The second chapter shifts to contemplative practices as a way to “[canvass] both interior and exterior epistemologies” (p. 27). To make the shift, she explains, practices must embrace stillness and silence, mindfulness and attention, and reflection in the form of listening, contemplative reading, contemplative writing, contemplative arts, and service learning.

 

All of these moves and alternative commitments, it seems, are working against the current norms of higher education and of formal education in general since so much of learning is about the transmission of knowledge (often uncritically) and traditional forms of measuring learning (e.g., standardized, selected response testing). Throughout the volume, then, I continually wondered how contemplative practices could be incorporated into traditional spaces since a complete overhaul of the education system seems highly unlikely.

 

The tremendous problem of the idealism beneath this argument rests against a compelling goal: “the distinguishing feature of contemplative practices is the emphasis on the student’s self-examination and the cultivation of this awareness of self and others” (pp. 56-57).

 

However, Owen-Smith does not fall into the trap of idealism. In Chapter Three, “Challenges and Replies to Contemplative Methods,” she offers: “[C]ontemplative education and SoTL are situated in a polemic about definitions of academic integrity and rigor, assessment, classroom efficiency, student agency, and the appropriateness of affective and introspective dimensions in teaching and learning” (p. 58). Here she discusses the hurdles that contemplative education faces, including institutional structures, language ambiguity (and the related tension between secular and religious practices in higher education), ethical debates about emotionality in the classroom, teacher preparation and qualifications, and grading interior dimensions.

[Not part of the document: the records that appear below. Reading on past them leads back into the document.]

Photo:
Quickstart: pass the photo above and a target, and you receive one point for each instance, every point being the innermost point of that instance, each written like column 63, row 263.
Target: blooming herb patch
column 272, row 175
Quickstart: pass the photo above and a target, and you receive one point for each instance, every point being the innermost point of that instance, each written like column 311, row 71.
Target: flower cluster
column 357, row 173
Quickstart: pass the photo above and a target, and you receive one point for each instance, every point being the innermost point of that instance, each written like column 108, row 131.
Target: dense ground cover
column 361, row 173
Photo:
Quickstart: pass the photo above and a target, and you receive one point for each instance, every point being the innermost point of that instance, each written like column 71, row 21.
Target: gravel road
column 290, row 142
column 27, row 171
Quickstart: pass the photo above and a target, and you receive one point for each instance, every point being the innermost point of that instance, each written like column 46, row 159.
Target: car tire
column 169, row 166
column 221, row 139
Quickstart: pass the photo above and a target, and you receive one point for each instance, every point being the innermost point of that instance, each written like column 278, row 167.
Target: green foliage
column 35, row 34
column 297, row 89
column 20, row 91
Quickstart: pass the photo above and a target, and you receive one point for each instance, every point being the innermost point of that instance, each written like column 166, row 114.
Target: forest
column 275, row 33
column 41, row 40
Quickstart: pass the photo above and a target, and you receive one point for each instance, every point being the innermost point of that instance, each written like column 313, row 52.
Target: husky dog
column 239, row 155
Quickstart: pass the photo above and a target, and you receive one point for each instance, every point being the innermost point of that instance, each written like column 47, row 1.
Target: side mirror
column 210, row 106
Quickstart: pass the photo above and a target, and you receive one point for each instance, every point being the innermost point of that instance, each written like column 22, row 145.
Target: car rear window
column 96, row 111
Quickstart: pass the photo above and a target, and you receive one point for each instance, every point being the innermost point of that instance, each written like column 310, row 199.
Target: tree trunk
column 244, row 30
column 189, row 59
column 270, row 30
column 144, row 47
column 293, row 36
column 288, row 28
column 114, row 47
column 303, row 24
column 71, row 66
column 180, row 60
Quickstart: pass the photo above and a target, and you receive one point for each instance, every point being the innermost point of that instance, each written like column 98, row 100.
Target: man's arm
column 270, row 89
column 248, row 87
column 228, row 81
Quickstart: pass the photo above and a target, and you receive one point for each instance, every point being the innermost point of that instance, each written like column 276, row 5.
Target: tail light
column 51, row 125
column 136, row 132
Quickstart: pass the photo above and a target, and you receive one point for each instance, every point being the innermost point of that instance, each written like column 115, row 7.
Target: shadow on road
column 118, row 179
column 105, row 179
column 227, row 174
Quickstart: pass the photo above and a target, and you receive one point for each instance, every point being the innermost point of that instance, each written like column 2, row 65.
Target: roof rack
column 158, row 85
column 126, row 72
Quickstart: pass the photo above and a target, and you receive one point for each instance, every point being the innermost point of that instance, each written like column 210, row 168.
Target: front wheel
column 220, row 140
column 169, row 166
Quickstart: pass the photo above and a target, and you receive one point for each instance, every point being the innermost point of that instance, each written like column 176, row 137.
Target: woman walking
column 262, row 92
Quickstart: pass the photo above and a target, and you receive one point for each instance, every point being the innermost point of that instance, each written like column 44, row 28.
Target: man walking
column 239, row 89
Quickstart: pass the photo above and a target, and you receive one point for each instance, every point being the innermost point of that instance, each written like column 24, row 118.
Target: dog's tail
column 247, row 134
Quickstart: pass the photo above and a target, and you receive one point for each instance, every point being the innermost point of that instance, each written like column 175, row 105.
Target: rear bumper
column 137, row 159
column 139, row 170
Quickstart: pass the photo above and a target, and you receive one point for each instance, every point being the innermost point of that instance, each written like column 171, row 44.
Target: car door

In Chapter Four, Owen-Smith faces her greatest challenge: how to shape an argument for contemplative practices both against and into the norms of higher education and the relatively narrow concepts of evidence, measurement, and research. Owen-Smith identifies the relatively sparse current research base on contemplative methods while also emphasizing that to embrace contemplative education is to seek ways to challenge and reform what counts as high-quality research. The effort to justify contemplative education through traditional research methods and practices (or only slightly modified research paradigms) feels doomed to fail on one hand and misguided on the other. If different ways of knowing and being are valid, and I believe they are, we must find different ways of observing and describing that learning. Overall, the research problem in this volume flounders under too much hedging that erodes the central argument about the need for contemplative education and a greater profile for SoTL.

 

The final chapter returns to a tried-and-true formula for analyzing higher education: the failures are posed against solutions. Here, Owen-Smith does not fall into the tired trap of false failures and trendy solutions. The failures she highlights, in fact, are sharp: college students suffering mental stress, disjointed programs and learning, “hidden knowledge,” data for the sake of data, and a disconnect between the classroom and the so-called “real” world (p. 100).

 

With 18 years in K-12 education and an additional 17 (and counting) in higher education, I am a critical educator who rejects traditional testing and grading; therefore, I find a final call in Owen-Smith’s book to be incredibly important:

 

The task for contemplative educators is to demonstrate clearly how a pedagogy of ethics and compassion serves as a critical response to the urgent issues of a global world. We are obliged to teach in a way that moves our students past ideas of boundaries and tribalism and toward a compassionate understanding of the self in relationship with the noble community of nations. (p. 108)

 

Owen-Smith’s thoughtful and nuanced argument for contemplative education and SoTL proves to be itself a contemplative journey that deserves our time and contemplation.